BTW, if you're wondering how I came to find all these 4's, well, it might have been serendipity. After all, serendipity has 11 letters and 11 is a factor of 44 and... (Twilight Zone music playing in the background...). Also, if you're wondering what my outside sources for these kinds of problems are, do you really think there's anyone else out there whose mind could be this warped!


runiteking1 said...

I'm just going to do the second part:
The 10-digit number will be in the form of 1+(nine other digits), thus we will need to distribute only 2 other 1's in there. The crux move to find the sum is to notice that each digit will happen only 8 times when that particular digit is one, once to pair with the other digits. Thus, we can convert the binary to base 10 and multiply each digit by 8:

8(2^8) + 8(2^7) + ... + 8(2^0)

using geometric sum, it becomes 8(2^9 - 1). But we undercounted as we left out the leading one, there a total of 9 nCr 2 numbers, so (9 nCr 2)*2^9 = 36*2^9

summing the two parts up give 44(2^9) - 4 - 4

Dave Marain said...

Nice job, runiteking1!
If you were participating in our contest and submitted this explanation as a solution, you would receive the maximum score for that part of the question. It is difficult to convey the solution here just with words and symbols but you succeeded.

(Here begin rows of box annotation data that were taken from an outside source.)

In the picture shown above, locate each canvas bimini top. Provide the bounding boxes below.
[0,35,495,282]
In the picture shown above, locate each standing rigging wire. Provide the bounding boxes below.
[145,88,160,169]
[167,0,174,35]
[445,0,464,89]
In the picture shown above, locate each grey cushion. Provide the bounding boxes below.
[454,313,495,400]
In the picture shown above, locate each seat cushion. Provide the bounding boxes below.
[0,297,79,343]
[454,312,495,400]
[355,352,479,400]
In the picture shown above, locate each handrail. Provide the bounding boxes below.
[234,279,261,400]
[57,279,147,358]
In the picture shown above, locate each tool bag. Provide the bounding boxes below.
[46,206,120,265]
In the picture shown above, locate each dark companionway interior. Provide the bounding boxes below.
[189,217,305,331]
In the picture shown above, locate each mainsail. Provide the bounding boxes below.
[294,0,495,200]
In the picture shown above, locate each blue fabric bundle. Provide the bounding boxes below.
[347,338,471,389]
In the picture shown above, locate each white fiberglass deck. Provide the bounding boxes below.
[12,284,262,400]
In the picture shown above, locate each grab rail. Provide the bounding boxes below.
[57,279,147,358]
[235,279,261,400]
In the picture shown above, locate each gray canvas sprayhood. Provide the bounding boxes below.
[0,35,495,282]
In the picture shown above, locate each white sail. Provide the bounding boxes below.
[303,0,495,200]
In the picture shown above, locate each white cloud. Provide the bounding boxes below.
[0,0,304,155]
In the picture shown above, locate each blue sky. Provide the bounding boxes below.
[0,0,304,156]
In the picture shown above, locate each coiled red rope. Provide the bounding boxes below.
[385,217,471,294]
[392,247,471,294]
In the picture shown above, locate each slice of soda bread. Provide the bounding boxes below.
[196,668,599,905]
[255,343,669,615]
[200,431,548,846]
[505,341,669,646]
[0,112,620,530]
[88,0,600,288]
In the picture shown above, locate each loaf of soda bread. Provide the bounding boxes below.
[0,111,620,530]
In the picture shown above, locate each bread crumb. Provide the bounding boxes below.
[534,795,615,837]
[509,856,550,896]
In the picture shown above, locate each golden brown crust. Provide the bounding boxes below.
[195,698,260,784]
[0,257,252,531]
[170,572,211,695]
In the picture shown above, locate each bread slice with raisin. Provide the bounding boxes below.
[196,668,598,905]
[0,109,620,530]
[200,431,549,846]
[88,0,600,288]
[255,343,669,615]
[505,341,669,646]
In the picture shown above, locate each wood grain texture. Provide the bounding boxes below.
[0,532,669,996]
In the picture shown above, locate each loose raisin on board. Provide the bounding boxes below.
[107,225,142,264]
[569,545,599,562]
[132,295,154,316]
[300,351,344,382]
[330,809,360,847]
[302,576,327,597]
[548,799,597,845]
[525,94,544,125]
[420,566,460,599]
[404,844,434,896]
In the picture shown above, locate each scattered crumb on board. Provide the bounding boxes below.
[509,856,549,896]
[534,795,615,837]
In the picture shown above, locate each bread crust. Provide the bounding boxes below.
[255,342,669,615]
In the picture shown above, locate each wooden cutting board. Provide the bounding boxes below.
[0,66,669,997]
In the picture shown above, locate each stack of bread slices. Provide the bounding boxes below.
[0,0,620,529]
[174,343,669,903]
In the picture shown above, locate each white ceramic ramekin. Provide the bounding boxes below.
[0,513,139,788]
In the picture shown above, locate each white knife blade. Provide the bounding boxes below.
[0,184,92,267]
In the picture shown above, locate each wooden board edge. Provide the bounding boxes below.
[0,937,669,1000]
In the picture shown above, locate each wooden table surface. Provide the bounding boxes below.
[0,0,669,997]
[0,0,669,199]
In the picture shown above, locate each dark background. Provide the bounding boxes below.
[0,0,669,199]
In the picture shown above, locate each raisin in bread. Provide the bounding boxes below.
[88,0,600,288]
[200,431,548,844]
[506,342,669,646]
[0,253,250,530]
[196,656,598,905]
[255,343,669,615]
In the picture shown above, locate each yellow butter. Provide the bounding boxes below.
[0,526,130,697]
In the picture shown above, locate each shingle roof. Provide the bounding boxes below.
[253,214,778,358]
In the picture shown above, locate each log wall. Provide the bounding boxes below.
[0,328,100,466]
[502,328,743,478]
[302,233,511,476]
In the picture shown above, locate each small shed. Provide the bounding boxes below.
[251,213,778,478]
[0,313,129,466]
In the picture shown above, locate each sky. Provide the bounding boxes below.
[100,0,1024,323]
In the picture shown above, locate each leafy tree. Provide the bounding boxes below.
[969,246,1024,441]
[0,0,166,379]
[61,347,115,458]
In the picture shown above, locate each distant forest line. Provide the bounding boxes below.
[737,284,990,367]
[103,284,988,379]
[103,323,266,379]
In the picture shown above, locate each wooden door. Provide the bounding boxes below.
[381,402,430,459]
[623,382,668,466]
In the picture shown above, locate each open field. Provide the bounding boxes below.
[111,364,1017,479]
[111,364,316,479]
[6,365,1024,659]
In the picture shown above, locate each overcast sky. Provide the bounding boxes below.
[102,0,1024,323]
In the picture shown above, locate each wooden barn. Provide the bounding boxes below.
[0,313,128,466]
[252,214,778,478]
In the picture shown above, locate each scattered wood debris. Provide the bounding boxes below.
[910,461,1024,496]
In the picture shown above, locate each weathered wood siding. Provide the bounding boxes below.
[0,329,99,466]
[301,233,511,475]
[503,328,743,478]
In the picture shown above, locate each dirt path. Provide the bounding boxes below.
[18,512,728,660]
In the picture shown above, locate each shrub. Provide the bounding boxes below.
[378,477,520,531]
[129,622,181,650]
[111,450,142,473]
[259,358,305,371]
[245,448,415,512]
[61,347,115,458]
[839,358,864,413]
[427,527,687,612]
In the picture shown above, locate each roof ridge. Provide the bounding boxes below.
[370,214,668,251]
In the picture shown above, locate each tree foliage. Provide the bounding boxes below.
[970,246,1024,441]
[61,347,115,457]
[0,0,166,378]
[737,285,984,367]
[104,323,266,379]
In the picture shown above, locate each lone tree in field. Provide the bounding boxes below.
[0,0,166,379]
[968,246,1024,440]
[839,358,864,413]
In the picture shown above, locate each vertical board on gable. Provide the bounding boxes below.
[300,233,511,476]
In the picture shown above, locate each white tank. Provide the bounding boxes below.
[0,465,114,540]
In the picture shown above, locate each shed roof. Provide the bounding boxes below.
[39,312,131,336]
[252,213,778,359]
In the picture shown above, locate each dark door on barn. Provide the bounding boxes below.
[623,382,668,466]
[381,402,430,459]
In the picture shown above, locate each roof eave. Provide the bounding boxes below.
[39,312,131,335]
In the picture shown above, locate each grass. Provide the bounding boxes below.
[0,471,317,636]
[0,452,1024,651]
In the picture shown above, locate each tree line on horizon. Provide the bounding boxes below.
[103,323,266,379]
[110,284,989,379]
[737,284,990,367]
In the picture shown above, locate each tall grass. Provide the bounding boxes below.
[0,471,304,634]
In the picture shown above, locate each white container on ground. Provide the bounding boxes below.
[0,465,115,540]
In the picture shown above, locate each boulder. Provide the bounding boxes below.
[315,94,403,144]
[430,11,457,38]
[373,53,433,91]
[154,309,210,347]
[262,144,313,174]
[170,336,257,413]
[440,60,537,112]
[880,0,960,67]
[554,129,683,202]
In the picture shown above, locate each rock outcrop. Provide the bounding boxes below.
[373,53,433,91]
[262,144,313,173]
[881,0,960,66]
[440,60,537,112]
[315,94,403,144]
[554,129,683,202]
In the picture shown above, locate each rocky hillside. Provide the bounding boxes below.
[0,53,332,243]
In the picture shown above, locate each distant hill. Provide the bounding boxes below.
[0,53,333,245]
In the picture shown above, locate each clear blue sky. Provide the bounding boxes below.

Thank you.

Of course my silliness with the 4's is trivial compared to the meaningful mathematics underlying this question:
understanding binary notation (and representations in other bases in general), recognizing that the distribution of the remaining 1's is an nCr problem, recognizing that the remaining 1's would be uniformly distributed in the other "places", summing the numbers 'vertically' by place values rather than 'horizontally', using the geometric sum formula for the powers of 2 etc.

I hope this gave a feel for the kinds of questions I might ask although this specific topic may not be tested this time around.